Most of the images shown on the page are bar charts, not histograms. This could lead to confusion amongst readers. —Preceding unsigned comment added by 129.170.241.32 (talk) 19:10, 8 January 2010 (UTC)

The main difference between bar charts and histograms is that there is no natural separation between the rectangles. The bars in a bar chart are seperated to clarify the seperation of classes. In fact the graphics in the article are histograms, not bar charts. Phill779 (talk) 09:20, 6 April 2011 (UTC)

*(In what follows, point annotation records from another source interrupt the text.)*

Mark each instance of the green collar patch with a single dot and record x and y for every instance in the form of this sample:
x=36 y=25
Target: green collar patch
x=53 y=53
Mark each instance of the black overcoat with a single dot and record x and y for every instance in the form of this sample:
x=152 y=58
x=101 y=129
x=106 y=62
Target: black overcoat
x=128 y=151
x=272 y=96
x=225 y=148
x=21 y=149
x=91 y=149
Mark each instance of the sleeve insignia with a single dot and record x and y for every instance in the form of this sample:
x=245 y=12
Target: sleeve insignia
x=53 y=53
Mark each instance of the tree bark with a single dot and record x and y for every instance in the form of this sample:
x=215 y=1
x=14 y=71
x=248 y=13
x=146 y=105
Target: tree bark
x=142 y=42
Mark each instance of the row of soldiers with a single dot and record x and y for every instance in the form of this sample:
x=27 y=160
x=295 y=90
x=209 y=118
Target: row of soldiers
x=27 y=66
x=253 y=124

I understand what you are saying, no need to rexplain it to me, and a vast number of people may agree with you, but it makes no particular sense for that to be the definition of histogram, it's just plotting points and then arbitrarily drawing rectangles; alternatively, you could connect the points with line segments and call it a line chart, because your definition of bar chart and line chart are the same as your definition of histogram. A much more useful definition of histogram (and what I was taught was a histogram at a Major University(TM) a long time ago) is the one with the widths varying such that the area of each "bar" comes out the same. The benefit of this histogram is that it more meaningfully represents a population density function which is what these charts are trying to represent, representing equally well many points sampled near any meaty part of the distribution, and with a wider bar encompassing the same number of sparser points sampled in low density areas, smoothing out random variation in a natural way. (the distinction in the sets of numbers you apply your histograms vs bar charts to is a valid distinction, but the same distinction applies to my/our definition of histogram also, so it's not a meaningful one, save for the meaning to the datasets.) 68.173.49.156 (talk) 20:25, 20 February 2015 (UTC)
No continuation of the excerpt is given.